28 Nisan 2010 Çarşamba

MEHMET ZEKİ KİMDİR?

Kanber AVCI


dedepinari@gmail.com


MEHMET ZEKİ KİMDİR?


Elazığ’ın Hürriyet Caddesi üzerinde Orduevi’ne doğru giderken sol kol üzerinde bulunan İlkokul, eskiden MEHMET ZEKİ adını taşıyordu. 1975 yılında adı değiştirilerek İSMET PAŞA İlkokulu yapıldı. Mehmet Zeki’nin ismi ise 1975-1976 öğretim yılında merkez Olgunlar Mahallesinde yapımı tamamlanan yeni ilkokula verildi.


Adı Cumhuriyetimizin kuruluşundan beri değişik dönemlerde iki ayrı ilkokulda yaşatılan, Cumhuriyet Çocukları’nın diplomalarında adı gururla yazılan MEHMET ZEKİ’ nin kim olduğunu merak edip araştırdık.

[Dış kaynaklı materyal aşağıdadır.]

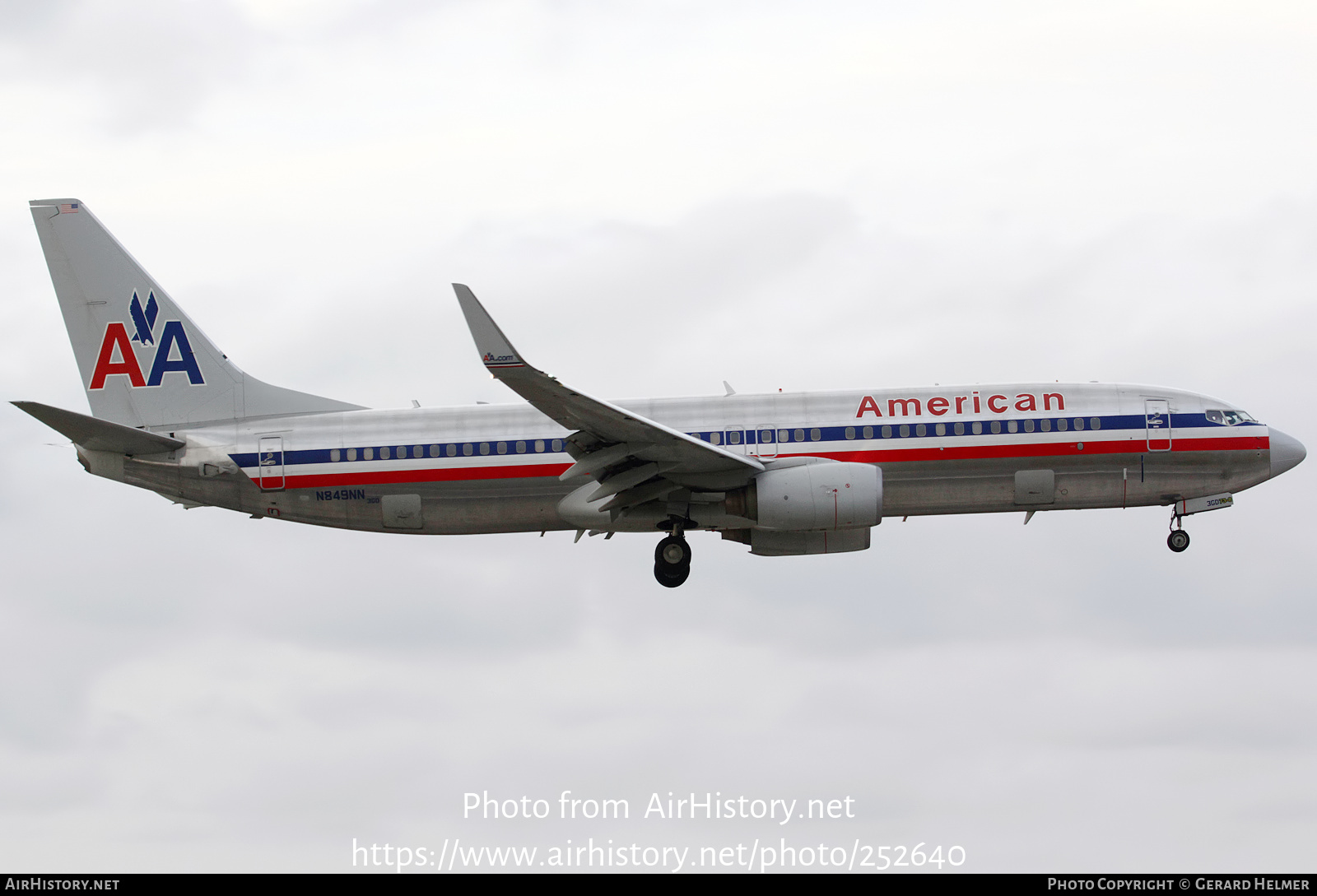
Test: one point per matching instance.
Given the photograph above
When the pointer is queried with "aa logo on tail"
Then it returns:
(173, 341)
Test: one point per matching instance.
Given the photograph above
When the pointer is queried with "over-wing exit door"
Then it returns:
(270, 459)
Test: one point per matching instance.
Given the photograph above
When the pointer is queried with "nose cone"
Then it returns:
(1287, 452)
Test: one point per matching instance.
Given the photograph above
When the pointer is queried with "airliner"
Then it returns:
(784, 474)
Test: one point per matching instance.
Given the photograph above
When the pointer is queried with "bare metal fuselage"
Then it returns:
(496, 467)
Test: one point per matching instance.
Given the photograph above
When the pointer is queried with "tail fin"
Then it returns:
(142, 360)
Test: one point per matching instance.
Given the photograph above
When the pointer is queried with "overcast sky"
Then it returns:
(651, 199)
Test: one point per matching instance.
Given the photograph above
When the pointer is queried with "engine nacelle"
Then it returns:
(814, 496)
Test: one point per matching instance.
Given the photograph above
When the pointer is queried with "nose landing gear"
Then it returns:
(1179, 538)
(672, 561)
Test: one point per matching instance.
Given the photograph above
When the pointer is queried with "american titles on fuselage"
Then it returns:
(939, 406)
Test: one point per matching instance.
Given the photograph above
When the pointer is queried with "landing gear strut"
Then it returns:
(672, 559)
(1179, 538)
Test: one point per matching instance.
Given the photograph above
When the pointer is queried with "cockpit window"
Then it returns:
(1229, 417)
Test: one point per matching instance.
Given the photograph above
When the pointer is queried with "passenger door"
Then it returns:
(1156, 413)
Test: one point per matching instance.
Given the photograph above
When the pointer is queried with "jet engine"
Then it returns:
(812, 496)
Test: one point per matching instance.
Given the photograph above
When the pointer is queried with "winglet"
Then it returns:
(497, 353)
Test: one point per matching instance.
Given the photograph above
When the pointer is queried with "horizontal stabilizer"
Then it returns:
(99, 434)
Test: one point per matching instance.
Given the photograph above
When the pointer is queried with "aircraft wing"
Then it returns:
(635, 459)
(99, 434)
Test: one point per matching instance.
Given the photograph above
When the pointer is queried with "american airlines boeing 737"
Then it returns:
(785, 474)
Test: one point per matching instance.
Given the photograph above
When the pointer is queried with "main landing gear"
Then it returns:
(1179, 538)
(672, 555)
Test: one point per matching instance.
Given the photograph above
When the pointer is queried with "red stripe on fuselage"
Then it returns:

Mehmet Zeki; Elazığ’ın Çulçapur Köyünden Kamber Çavuş’un oğludur. Mehmet Zeki’nin bir erkek, bir de kız kardeşi vardır. Kız kardeşinin adı Lütfiye Hanımdır. Mehmet Zeki, ünlü düşünürlerimizden Ziya Gökalp’ın yakın arkadaşı ve onun ekolüne bağlı bir öğretmendir. Mehmet Zeki’nin öğretmenlik dışında zengin bir musiki kültürüne sahip müzisyen olduğu ve musikimizde kullanılmakta olan tüm enstrümanları büyük bir ustalıkla kullanabildiği anlatılmaktadır.


1925 öncesinde Bingöl’de öğretmenlik yapmakta, geleceğimizin güvencesi çocuklarımıza Başöğretmen Mustafa Kemal Atatürk’ün ilkeleri doğrultusunda ve O’nun izinde yürüyerek, yeni Türk harfleriyle okuma-yazmayı öğretmekte, onları bu milli duygularla donatmaya büyük bir çaba göstermektedir. Onun bu idealistliği, kendisini kısa sürede Atatürk’le de yakınlaştırmıştır.


Bingöl’deki sorunları ve gelişmeleri direkt olarak Atatürk’e bildirecek kadar bir yakınlık vardır aralarında. Bingöl PTT’sinden Atatürk’e zaman zaman gizli telgraflar çekerek, patlak verecek olan Şeyh Sait İsyanı’nı, İngiliz Ajanlarının bölgede cirit attıklarını, Şeyhleri ve aşiretleri isyana katılmaları için örgütlediklerini Atatürk’e bildirmiştir.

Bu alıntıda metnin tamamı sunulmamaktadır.